EUOBSERVER/BRUSSELS - Bosnia and Herzegovina's Serbian entity, the Republika Srpska (RS), will not be inspired to take the same route as Kosovo if it declares independence, an RS official has said.

"There are a lot of people in a lot of countries linking Kosovo to RS", Gordan Milosevic, political adviser to the prime minister of RS, told a group of journalists in Brussels on Wednesday (21 November).

Referring to Serbia prime minister Vojislav Kostunica's earlier statement that "preserving Kosovo and Republika Srpska are now the most important goals of our [Serbian] state and national policy", Mr Milosevic said that Bosnia's Serbian entity is "not interested".

"We are not his PR persons and we cannot suggest him what to say. It's up to him", he added, dismissing "speculations" circulating lately that RS was preparing a referendum on independence, in the event of declared Kosovo independence.

The semi-autonomous entity of Republika Srpska, mainly populated by Serbs (88%), together with the Bosniak-Croat Federation of Bosnia and Herzegovina, make up the country of Bosnia and Herzegovina (BiH).

Following Kosovo's intentions to proclaim unilateral independence, as well as an internal political crisis, many analysts and political commentators started suggesting that the Serbs of BiH may eventually be tempted to secede.

For his part, Mr Milosevic insisted that RS is satisfied with the current situation and only wants to keep it as it is.

"Everybody has analyses on their own", he said adding that "Serbs in RS have no potential do to something like that [declare independence]".

Republika Srpska also wants that BiH ultimately joins the EU and currently sees no other option.

"What is the alternative?

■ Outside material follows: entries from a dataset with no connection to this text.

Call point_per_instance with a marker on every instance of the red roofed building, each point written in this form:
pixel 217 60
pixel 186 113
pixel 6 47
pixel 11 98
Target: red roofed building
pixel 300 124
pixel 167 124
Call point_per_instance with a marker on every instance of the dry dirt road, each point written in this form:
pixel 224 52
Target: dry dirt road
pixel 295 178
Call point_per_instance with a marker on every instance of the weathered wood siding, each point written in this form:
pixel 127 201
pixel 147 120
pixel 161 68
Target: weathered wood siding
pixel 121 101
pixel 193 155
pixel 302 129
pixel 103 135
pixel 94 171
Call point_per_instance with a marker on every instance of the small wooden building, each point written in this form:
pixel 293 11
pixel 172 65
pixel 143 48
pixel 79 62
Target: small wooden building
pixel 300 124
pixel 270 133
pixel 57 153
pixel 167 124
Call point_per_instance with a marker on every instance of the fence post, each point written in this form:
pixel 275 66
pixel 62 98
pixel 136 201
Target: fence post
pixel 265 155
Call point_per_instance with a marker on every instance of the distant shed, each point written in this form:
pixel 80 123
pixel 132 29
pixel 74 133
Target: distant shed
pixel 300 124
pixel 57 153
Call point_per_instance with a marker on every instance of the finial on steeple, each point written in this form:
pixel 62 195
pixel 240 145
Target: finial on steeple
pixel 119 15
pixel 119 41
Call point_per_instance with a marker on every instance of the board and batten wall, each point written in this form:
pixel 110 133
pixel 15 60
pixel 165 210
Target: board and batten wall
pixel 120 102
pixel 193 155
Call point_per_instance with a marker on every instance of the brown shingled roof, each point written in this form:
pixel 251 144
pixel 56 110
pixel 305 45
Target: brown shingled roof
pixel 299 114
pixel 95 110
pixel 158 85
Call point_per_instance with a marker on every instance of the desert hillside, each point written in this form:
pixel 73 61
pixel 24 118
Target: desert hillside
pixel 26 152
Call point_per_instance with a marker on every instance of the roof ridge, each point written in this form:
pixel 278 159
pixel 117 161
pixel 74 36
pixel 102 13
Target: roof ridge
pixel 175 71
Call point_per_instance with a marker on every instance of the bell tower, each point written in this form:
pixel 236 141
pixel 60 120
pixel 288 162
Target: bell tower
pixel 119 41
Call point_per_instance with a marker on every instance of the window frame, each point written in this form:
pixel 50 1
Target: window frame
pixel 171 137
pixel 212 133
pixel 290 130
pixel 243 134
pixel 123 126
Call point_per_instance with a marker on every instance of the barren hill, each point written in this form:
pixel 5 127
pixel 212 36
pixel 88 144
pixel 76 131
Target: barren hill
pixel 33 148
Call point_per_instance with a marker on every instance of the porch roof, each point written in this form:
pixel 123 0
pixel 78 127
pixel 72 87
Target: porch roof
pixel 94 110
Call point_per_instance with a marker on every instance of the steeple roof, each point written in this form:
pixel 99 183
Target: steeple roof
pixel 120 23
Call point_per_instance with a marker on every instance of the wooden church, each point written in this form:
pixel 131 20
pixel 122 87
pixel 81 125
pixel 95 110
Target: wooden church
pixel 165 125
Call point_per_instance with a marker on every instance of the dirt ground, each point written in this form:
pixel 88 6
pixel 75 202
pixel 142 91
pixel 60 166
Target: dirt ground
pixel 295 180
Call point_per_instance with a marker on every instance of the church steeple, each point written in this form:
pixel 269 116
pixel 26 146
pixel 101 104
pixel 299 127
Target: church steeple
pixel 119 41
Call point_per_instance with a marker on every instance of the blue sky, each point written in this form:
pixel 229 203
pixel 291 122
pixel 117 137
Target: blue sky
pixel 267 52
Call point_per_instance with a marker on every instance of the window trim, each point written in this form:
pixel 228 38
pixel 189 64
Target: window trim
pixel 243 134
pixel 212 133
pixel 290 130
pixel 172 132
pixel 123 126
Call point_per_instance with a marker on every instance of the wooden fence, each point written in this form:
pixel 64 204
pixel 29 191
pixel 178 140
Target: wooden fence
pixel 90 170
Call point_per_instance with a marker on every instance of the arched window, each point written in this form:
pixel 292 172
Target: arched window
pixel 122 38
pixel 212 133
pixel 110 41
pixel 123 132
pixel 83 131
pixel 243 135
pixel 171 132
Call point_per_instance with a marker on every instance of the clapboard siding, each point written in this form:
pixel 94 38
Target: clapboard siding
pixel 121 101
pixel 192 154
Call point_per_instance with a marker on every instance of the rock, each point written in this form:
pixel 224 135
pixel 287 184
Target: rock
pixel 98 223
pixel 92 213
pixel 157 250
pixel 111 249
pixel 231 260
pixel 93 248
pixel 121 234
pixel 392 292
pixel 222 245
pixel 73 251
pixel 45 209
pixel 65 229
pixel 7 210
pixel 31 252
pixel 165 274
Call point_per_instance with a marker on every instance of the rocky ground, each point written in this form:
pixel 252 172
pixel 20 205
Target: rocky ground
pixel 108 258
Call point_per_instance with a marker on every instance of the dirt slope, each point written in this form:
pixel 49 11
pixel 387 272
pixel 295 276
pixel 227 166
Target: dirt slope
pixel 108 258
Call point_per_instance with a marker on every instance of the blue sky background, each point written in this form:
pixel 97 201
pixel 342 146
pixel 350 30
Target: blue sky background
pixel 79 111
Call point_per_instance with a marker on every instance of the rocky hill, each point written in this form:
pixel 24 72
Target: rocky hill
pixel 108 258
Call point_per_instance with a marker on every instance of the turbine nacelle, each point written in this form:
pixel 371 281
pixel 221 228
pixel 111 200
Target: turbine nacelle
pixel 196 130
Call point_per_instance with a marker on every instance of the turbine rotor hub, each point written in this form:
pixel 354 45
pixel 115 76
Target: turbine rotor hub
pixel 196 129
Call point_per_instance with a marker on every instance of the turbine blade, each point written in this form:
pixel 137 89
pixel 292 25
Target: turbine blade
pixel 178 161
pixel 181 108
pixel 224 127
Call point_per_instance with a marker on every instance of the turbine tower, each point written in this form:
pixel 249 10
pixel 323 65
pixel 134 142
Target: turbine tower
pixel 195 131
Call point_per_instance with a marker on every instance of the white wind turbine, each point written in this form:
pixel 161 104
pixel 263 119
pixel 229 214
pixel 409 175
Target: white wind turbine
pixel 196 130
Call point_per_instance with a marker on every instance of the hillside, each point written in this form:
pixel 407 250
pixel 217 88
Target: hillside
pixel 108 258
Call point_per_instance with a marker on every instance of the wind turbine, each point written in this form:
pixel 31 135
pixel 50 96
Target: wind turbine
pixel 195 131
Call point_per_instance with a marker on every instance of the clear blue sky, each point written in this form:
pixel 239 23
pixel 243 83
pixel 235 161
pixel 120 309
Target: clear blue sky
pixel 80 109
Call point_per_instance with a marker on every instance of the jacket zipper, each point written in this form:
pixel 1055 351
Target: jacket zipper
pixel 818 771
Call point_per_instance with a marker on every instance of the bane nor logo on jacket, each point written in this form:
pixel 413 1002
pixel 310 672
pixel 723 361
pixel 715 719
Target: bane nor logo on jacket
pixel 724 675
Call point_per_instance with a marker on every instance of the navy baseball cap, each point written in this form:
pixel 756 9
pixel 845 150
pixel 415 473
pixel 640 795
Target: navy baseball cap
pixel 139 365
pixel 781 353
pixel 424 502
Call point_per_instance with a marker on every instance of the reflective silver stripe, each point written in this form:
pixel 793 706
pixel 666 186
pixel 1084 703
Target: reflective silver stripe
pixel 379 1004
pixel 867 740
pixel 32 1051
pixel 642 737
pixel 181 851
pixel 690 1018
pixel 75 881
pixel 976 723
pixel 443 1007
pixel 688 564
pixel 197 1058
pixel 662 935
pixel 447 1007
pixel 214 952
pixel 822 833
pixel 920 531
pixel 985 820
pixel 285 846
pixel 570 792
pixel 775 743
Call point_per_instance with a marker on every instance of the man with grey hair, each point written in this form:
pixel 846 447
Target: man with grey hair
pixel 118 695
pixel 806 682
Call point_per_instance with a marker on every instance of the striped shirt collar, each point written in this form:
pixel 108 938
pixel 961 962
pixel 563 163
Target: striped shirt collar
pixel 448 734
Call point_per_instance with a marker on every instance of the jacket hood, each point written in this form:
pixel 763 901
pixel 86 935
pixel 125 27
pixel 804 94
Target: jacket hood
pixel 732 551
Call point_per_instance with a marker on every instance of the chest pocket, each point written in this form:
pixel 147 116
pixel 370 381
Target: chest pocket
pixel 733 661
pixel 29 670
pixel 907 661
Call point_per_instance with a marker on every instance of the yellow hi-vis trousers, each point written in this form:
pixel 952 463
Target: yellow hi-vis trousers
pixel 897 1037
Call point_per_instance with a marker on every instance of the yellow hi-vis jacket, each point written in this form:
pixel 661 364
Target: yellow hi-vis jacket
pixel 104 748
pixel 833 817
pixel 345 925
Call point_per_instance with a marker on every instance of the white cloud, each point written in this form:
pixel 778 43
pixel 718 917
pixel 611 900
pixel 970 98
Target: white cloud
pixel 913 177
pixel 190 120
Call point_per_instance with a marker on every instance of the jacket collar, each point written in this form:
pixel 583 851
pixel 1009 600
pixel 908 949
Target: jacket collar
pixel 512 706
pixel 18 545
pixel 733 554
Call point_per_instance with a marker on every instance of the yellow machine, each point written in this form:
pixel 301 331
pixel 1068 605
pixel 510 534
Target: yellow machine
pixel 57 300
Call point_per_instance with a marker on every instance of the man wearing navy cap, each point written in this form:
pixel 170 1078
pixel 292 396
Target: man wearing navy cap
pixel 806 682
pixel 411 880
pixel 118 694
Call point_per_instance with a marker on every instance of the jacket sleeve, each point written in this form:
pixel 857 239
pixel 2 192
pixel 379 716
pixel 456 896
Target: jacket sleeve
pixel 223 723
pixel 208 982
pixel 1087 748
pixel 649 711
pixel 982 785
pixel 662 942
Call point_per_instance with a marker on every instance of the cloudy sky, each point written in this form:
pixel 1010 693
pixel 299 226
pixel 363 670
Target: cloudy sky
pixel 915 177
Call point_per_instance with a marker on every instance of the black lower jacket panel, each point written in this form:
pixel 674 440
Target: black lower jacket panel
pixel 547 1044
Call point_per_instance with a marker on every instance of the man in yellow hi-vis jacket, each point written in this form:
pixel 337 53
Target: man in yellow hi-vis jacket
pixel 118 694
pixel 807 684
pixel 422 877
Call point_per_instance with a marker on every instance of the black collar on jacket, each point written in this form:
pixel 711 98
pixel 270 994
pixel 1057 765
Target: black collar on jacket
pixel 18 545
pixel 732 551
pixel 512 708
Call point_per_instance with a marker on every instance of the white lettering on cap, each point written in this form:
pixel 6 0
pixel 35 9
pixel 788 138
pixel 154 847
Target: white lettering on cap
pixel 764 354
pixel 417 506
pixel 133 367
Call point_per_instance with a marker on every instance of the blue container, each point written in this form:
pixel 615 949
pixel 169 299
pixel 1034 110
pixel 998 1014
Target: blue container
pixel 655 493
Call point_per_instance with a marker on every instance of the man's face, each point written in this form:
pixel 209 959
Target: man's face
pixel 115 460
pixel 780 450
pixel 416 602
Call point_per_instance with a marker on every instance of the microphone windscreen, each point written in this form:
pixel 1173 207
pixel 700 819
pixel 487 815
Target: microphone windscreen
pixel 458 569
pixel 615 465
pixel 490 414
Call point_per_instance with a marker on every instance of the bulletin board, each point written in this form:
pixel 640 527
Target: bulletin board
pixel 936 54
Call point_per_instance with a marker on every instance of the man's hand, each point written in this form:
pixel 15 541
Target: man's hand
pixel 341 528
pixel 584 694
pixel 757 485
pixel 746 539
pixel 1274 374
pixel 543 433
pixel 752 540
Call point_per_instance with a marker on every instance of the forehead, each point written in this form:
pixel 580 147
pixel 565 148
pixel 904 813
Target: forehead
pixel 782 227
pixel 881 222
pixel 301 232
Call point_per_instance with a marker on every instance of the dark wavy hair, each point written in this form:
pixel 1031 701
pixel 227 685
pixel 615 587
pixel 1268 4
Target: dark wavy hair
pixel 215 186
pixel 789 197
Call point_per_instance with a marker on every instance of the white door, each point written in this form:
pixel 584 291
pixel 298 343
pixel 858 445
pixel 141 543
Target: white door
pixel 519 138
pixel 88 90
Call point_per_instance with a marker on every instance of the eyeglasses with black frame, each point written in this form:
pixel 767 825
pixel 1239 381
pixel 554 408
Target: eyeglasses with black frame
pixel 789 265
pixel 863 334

We destroy Bosnia and then we create a world on our own?", Mr Milosevic said, explicitly stressing that this is not realistic.

Bosnia and Herzegovina has finalised the technical talks to sign a Stabilisation and Association Agreement with the EU - the first step towards EU membership.

However, the agreement has not yet been signed, as Brussels is concerned about the political situation in the country.

BiH entities have so far failed to introduce a common police reform, while Republika Srpska is strongly protesting against changes to the voting system in the country's council of ministers and parliament, imposed by the international community's High Representative Miroslav Lajcak.

Republika Srpska argues that these changes make it possible for an ethnic community - notably the Serbs - to be easily outvoted, something which it says is unacceptable and dangerous in a multi-ethnic society like that of Bosnia and Herzegovina.